Adesso attenzione: nonostante le accertate responsabilità, nella vita reale, di Peloton nella morte e nel ferimento di alcuni suoi utenti a causa dei suoi prodotti il titolo non era mai sceso così pesantemente in basso come in conseguenza della scena di fiction in cui Mr Big muore d’infarto dopo aver pedalato su una Peloton.
E’ bellissimo questo mondo, credetemi, perché dopo il ribasso del titolo per una finzione artistica la Peloton per arginare il danno ha fatto scendere in campo un medico vero, una cardiologa, la dottoressa Suzanne Steinbaum, che dopo aver visionato le puntate precedenti di Sex and the city ha diagnosticato – la prima autopsia della storia su un personaggio di fiction – che Mr Big era morto “a causa del suo stile di vita” e che, anzi, l’uso della cyclette gli aveva allungato la vita.

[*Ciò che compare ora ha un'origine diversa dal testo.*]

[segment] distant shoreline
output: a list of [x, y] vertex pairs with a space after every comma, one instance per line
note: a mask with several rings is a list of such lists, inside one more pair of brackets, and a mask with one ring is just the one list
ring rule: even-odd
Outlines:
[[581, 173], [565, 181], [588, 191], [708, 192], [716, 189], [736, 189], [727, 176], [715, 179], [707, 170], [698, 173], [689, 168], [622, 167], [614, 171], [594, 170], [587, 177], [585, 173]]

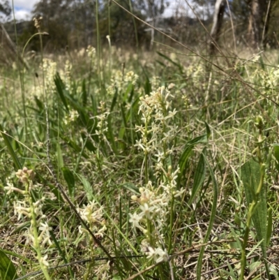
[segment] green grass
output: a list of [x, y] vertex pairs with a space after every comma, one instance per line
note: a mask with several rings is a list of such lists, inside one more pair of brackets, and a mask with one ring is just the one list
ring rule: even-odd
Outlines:
[[102, 51], [1, 69], [1, 279], [278, 279], [276, 54]]

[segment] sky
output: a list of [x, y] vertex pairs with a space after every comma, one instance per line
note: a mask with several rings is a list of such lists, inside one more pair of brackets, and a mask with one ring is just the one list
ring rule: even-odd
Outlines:
[[[9, 1], [12, 6], [12, 1], [9, 0]], [[30, 20], [31, 11], [32, 10], [34, 4], [38, 1], [38, 0], [14, 0], [15, 15], [16, 20]], [[169, 1], [170, 4], [169, 7], [165, 9], [163, 14], [165, 17], [171, 16], [172, 14], [177, 10], [177, 7], [179, 7], [179, 10], [180, 11], [183, 10], [188, 15], [193, 16], [193, 13], [190, 11], [190, 9], [187, 7], [184, 0], [169, 0]], [[190, 0], [189, 2], [191, 2], [191, 0]]]
[[[10, 6], [12, 1], [9, 0]], [[15, 16], [18, 20], [31, 19], [31, 11], [38, 0], [14, 0]]]

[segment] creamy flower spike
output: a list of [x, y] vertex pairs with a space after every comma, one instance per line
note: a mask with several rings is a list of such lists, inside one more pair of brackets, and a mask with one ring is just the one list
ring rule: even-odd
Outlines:
[[129, 214], [129, 221], [133, 228], [140, 229], [144, 235], [142, 251], [156, 263], [168, 259], [165, 249], [161, 248], [162, 238], [158, 235], [165, 232], [172, 200], [184, 193], [184, 190], [176, 189], [179, 168], [173, 170], [172, 165], [167, 164], [173, 154], [172, 141], [178, 132], [178, 126], [172, 124], [177, 111], [172, 108], [172, 97], [164, 87], [142, 96], [139, 114], [143, 124], [135, 126], [141, 137], [136, 140], [135, 147], [144, 152], [145, 165], [152, 163], [153, 166], [149, 168], [156, 171], [156, 183], [149, 180], [140, 188], [140, 196], [132, 196], [139, 205], [133, 214]]

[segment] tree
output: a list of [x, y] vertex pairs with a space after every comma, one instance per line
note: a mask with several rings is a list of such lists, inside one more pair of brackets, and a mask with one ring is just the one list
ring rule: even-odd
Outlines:
[[250, 16], [248, 35], [250, 45], [253, 48], [259, 48], [261, 35], [263, 32], [264, 15], [266, 13], [265, 0], [251, 0], [249, 3]]
[[224, 17], [225, 8], [225, 0], [216, 0], [214, 8], [213, 21], [210, 35], [213, 40], [210, 45], [210, 53], [212, 54], [216, 49], [216, 43], [217, 43], [220, 31], [222, 27], [222, 23]]
[[0, 0], [0, 22], [8, 20], [12, 9], [8, 0]]

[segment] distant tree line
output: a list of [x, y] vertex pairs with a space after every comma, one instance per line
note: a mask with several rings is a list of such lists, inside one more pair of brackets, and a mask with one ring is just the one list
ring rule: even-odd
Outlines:
[[[211, 52], [217, 42], [221, 46], [229, 44], [232, 47], [236, 44], [253, 49], [279, 45], [279, 0], [189, 1], [210, 36], [192, 11], [187, 15], [178, 8], [169, 17], [163, 17], [169, 4], [167, 0], [117, 0], [117, 2], [176, 40], [188, 45], [204, 44]], [[13, 27], [7, 20], [10, 11], [8, 1], [0, 0], [1, 19], [6, 18], [5, 27], [13, 38]], [[101, 43], [104, 43], [106, 36], [110, 35], [114, 45], [135, 47], [139, 44], [149, 48], [151, 38], [169, 43], [159, 33], [151, 32], [146, 25], [111, 0], [40, 0], [34, 6], [32, 15], [43, 17], [41, 29], [50, 34], [44, 38], [44, 45], [49, 51], [94, 45], [97, 30]], [[19, 42], [22, 45], [36, 32], [32, 20], [18, 22], [17, 27]], [[32, 40], [29, 49], [38, 50], [38, 38]]]

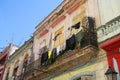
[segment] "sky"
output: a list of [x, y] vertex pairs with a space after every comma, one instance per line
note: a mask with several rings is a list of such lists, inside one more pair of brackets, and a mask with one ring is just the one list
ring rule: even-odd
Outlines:
[[0, 0], [0, 51], [21, 46], [63, 0]]

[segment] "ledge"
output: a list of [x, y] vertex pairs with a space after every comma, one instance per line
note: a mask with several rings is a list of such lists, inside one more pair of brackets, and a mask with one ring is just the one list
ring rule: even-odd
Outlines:
[[[31, 73], [25, 75], [25, 80], [34, 80], [47, 78], [51, 75], [57, 74], [59, 72], [64, 72], [67, 69], [73, 68], [78, 65], [82, 65], [97, 57], [98, 48], [94, 46], [86, 46], [83, 49], [76, 49], [72, 53], [63, 54], [58, 57], [56, 61], [46, 67], [39, 67], [38, 70], [33, 70]], [[31, 75], [34, 72], [34, 77]]]

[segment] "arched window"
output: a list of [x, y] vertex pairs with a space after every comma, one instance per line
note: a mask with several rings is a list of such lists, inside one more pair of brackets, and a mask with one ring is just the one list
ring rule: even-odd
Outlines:
[[15, 62], [12, 80], [16, 80], [16, 78], [18, 77], [17, 76], [18, 68], [19, 68], [19, 60]]

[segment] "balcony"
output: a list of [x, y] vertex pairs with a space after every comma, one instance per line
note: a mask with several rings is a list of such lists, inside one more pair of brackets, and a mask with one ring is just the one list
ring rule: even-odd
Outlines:
[[113, 36], [120, 34], [120, 16], [107, 22], [97, 29], [98, 42], [103, 42]]
[[98, 48], [88, 45], [82, 49], [75, 49], [56, 58], [55, 62], [48, 66], [41, 66], [40, 59], [29, 64], [24, 75], [25, 80], [43, 79], [48, 76], [64, 72], [75, 66], [87, 63], [97, 57]]

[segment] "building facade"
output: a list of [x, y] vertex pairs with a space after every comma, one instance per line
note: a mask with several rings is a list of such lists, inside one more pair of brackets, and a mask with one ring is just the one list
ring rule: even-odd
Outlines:
[[6, 64], [3, 80], [120, 79], [119, 0], [64, 0]]
[[2, 80], [23, 80], [27, 64], [34, 59], [32, 46], [33, 38], [30, 38], [13, 54], [9, 54]]
[[97, 43], [100, 18], [98, 1], [64, 0], [36, 27], [35, 61], [24, 79], [107, 80], [107, 55]]
[[9, 58], [9, 54], [13, 54], [17, 49], [18, 46], [10, 43], [9, 46], [7, 46], [0, 54], [0, 80], [2, 80], [3, 78], [4, 70], [6, 67], [6, 61]]

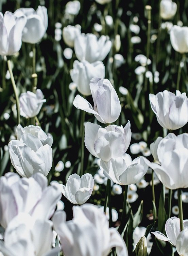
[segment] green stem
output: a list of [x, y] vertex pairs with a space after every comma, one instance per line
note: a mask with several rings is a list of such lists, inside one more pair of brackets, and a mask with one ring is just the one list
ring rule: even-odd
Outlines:
[[80, 135], [81, 136], [81, 167], [80, 168], [80, 176], [84, 174], [84, 123], [85, 120], [86, 112], [82, 111], [81, 114], [80, 123]]
[[108, 189], [107, 186], [106, 187], [106, 192], [105, 193], [105, 200], [104, 200], [104, 211], [106, 212], [106, 207], [107, 207], [107, 204], [108, 203]]
[[151, 180], [152, 184], [152, 195], [153, 196], [153, 200], [155, 204], [155, 189], [154, 186], [154, 171], [153, 170], [152, 171], [151, 173]]
[[16, 85], [14, 81], [14, 78], [12, 72], [12, 67], [11, 67], [11, 62], [9, 56], [7, 56], [7, 64], [9, 72], [11, 75], [11, 79], [12, 82], [14, 93], [16, 99], [16, 110], [17, 110], [17, 124], [19, 125], [20, 123], [20, 106], [19, 103], [19, 99], [17, 92]]
[[109, 209], [109, 225], [110, 228], [112, 226], [112, 203], [111, 201], [111, 181], [109, 179], [107, 181], [108, 209]]
[[167, 213], [167, 217], [168, 219], [170, 218], [171, 215], [171, 205], [172, 202], [172, 189], [170, 189], [170, 188], [168, 190], [168, 213]]
[[179, 208], [179, 217], [180, 220], [180, 230], [182, 231], [184, 229], [183, 208], [182, 207], [182, 189], [178, 188], [177, 189], [177, 198], [178, 199], [178, 207]]
[[32, 77], [33, 79], [33, 85], [32, 86], [32, 91], [35, 93], [37, 88], [37, 75], [36, 72], [36, 47], [35, 44], [33, 44], [33, 74]]
[[126, 217], [126, 205], [127, 198], [127, 193], [128, 191], [128, 185], [125, 185], [125, 192], [124, 192], [124, 198], [123, 199], [123, 210], [121, 220], [121, 224], [119, 228], [119, 233], [121, 234], [124, 228], [124, 220]]
[[2, 74], [2, 87], [3, 90], [6, 89], [6, 80], [5, 76], [6, 74], [6, 61], [3, 59], [3, 73]]

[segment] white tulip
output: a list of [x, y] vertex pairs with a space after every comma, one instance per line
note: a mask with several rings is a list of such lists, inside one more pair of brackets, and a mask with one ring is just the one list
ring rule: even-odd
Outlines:
[[36, 137], [31, 133], [24, 134], [20, 140], [8, 143], [11, 162], [22, 177], [29, 177], [39, 172], [46, 176], [52, 167], [52, 148], [43, 145]]
[[137, 182], [146, 173], [148, 166], [144, 159], [140, 156], [132, 161], [131, 156], [125, 154], [122, 157], [111, 158], [108, 162], [101, 160], [100, 167], [106, 177], [116, 184], [131, 185]]
[[156, 95], [150, 94], [149, 98], [152, 110], [162, 127], [176, 130], [187, 123], [188, 99], [185, 93], [181, 94], [177, 90], [175, 95], [165, 90]]
[[95, 0], [95, 1], [100, 4], [105, 4], [110, 2], [112, 0]]
[[4, 16], [0, 12], [0, 55], [13, 55], [19, 51], [26, 21], [24, 15], [16, 19], [10, 12], [6, 12]]
[[173, 18], [177, 11], [177, 4], [172, 0], [161, 0], [160, 3], [160, 15], [163, 19]]
[[80, 95], [73, 101], [74, 105], [89, 113], [94, 114], [98, 120], [103, 124], [113, 123], [119, 116], [121, 104], [116, 92], [107, 79], [94, 77], [89, 86], [94, 102], [91, 104]]
[[162, 139], [162, 137], [158, 137], [154, 142], [150, 144], [150, 151], [153, 157], [154, 161], [157, 163], [159, 163], [157, 153], [157, 147], [159, 143]]
[[60, 211], [52, 218], [65, 256], [107, 256], [115, 247], [117, 256], [128, 256], [122, 238], [116, 228], [109, 228], [102, 209], [86, 204], [73, 210], [72, 221], [66, 222]]
[[80, 2], [78, 0], [68, 2], [65, 5], [65, 12], [72, 15], [77, 15], [80, 10]]
[[182, 230], [178, 236], [176, 243], [176, 250], [180, 256], [188, 255], [188, 228]]
[[112, 158], [121, 157], [130, 144], [130, 126], [129, 121], [124, 128], [113, 125], [104, 128], [87, 122], [85, 127], [85, 146], [93, 156], [106, 162]]
[[82, 33], [74, 40], [74, 50], [78, 59], [80, 61], [85, 60], [90, 63], [103, 60], [111, 46], [111, 41], [104, 35], [98, 39], [93, 34]]
[[[188, 220], [183, 221], [184, 228], [188, 228]], [[152, 232], [157, 239], [169, 242], [174, 246], [176, 246], [177, 239], [180, 233], [180, 221], [176, 217], [172, 217], [167, 221], [165, 224], [165, 232], [167, 236], [159, 231]]]
[[77, 85], [79, 91], [84, 95], [90, 95], [90, 80], [94, 77], [104, 78], [105, 67], [102, 61], [89, 63], [86, 60], [81, 62], [75, 60], [70, 73], [72, 80]]
[[48, 27], [47, 9], [39, 6], [36, 11], [32, 8], [20, 8], [17, 10], [14, 15], [16, 17], [24, 14], [27, 22], [23, 31], [22, 41], [31, 44], [35, 44], [42, 39]]
[[67, 199], [72, 203], [82, 204], [91, 196], [95, 182], [90, 173], [86, 173], [81, 177], [74, 173], [69, 177], [66, 186], [53, 182], [51, 184], [57, 186]]
[[73, 47], [75, 38], [81, 34], [81, 27], [80, 25], [72, 26], [68, 25], [63, 30], [63, 38], [64, 42], [69, 47]]
[[168, 188], [176, 189], [188, 187], [188, 133], [176, 136], [169, 133], [161, 140], [157, 147], [160, 164], [150, 163], [158, 177]]
[[4, 256], [56, 256], [59, 247], [52, 249], [52, 223], [20, 213], [5, 230], [0, 250]]
[[29, 213], [41, 220], [53, 214], [62, 193], [53, 186], [48, 186], [46, 177], [37, 173], [21, 178], [8, 172], [0, 178], [0, 223], [6, 228], [20, 212]]
[[33, 117], [39, 113], [46, 100], [39, 89], [35, 93], [28, 91], [21, 94], [19, 97], [20, 115], [25, 117]]
[[48, 144], [52, 146], [53, 142], [52, 136], [48, 136], [40, 126], [30, 125], [23, 127], [21, 125], [18, 125], [16, 128], [16, 136], [18, 140], [20, 140], [22, 135], [28, 133], [31, 133], [36, 137], [42, 142], [43, 146]]
[[180, 53], [188, 52], [188, 27], [173, 26], [170, 31], [172, 47]]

Sembra un po’ quando da bambini chiedevamo ai genitori che fine ha fatto Bambi dopo il film o se Biancaneve è poi stata davvero felice con il principe azzurro.
Riassunto: tu puoi ammazzare la gente con prodotti pericolosi e prosperare in borsa con grande guadagno per gli azionisti, ma se il tuo prodotto viene in una fiction associato a uno sviluppo tragico con quelle azioni, bene, se fossero ancora di carta ci potresti lucidare i vetri delle finestre di casa come unica possibilità di dargli un po’ di valore.
Della causa che Peloton probabilmente non intenterà alla Hbo, produttrice della fiction, poco ce ne importa, ma deve essere tenuto a mente che, avendo lo streaming eliminato gran parte delle inserzioni pubblicitarie esterne, l’inserimento dei prodotti all’interno delle fiction stesse genera attualmente un volume di affari per 20 miliardi di dollari nel solo 2021.
Per questo ieri sulle tv statunitensi è andato in onda uno spot che rende ancora più surreale tutto il pacchetto: nello spot lo stesso attore che interpreta il Mr Big che muore in “And Just Like That…” guarda in camera dicendo “Facciamo un altro giro? La vita è troppo breve per non farlo”, il campo si allarga e si vede che sta parlando di due Peloton sullo sfondo.
Ne parlerei per ore ma vi annoierei, perché poi dovremmo analizzare anche il rimbambimento degli spettatori che non sono estranei al fenomeno, probabilmente molti di loro hanno azioni Peloton.
Chiudiamo allora con il già citato Guy Debord, unico pensatore in grado di districarci da questa catena di paradossi. “Lo spettacolo – scrive ne La Società dello spettacolo – è il capitale a un tal grado d’accumulazione da divenire immagine”.
Va ricordato che disse pure: “Le citazioni sono utili in periodi di ignoranza o di oscure credenze”.